By 2030, the region will have 830 kilometers (515 miles) of expressways, including new and upgraded routes, and 4,000 kilometers of national highways, according to the Master Plan for Mekong Delta Development in the 2021-2030 period approved by Prime Minister Pham Minh Chinh on Friday.
According to the plan, the Mekong Delta will become “a sustainable, dynamic and highly efficient agricultural economic center of the country, region and world.”
Along with highway construction, the delta will have four airports, 13 seaports, 11 passenger ports and 13 inland waterway cargo port clusters to boost both regional and international connectivity.
All new infrastructure projects will be built in response to climate change demands.
Three ecological sub-regions will be formed in the delta.
The freshwater eco-region in the upstream and central part of the region will be key to the production of rice, freshwater aquatic products, and fruits.
Coastal saline – brackish ecological zones will develop saltwater and brackish water aquaculture on shore and in the sea, fishing, mangrove restoration, as well as ecotourism.
The freshwater – brackish transition zone will develop brackish water fisheries with rice and suitable vegetables.
The plan aims to make the region an international brand for agricultural-rural tourism and eco-tourism, with Can Tho City and Phu Quoc Island set to become two international tourist centers in the region.

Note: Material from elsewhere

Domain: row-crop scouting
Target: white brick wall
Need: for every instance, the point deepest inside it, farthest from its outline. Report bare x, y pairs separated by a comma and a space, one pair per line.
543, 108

The Mekong Delta, which spans over 3.9 million hectares, is Vietnam’s rice basket that contributes over 17 percent of the GDP, 54 percent of rice, 70 percent of fishery products and 60 percent of fruits in the country.
It is also home to around 20 million people.
Under the master plan, the average economic growth rate is targeted for the delta at 6.5 percent per year until 2030.
The gross regional domestic product (GRDP) in 2030 is set to rise 2-2.5 times against 2021, with the proportion of agriculture, forestry and fisheries accounting for 20 percent of the GRDP, industry – construction 32 percent, services 46 percent.
Three strategic products of the region will be fisheries, fruits, and rice, of which the proportion of rice will gradually decrease.
The master plan also states that by 2030, the delta will not develop additional coal-fired power plants aside from those that have already been implemented, which are Duyen Hai No. 2 in Tra Vinh Province, Long Phu No. 1 in Soc Trang Province, and Song Hau No. 2 in Hau Giang Province.
More wind power and solar power projects will be in the making across the delta in future.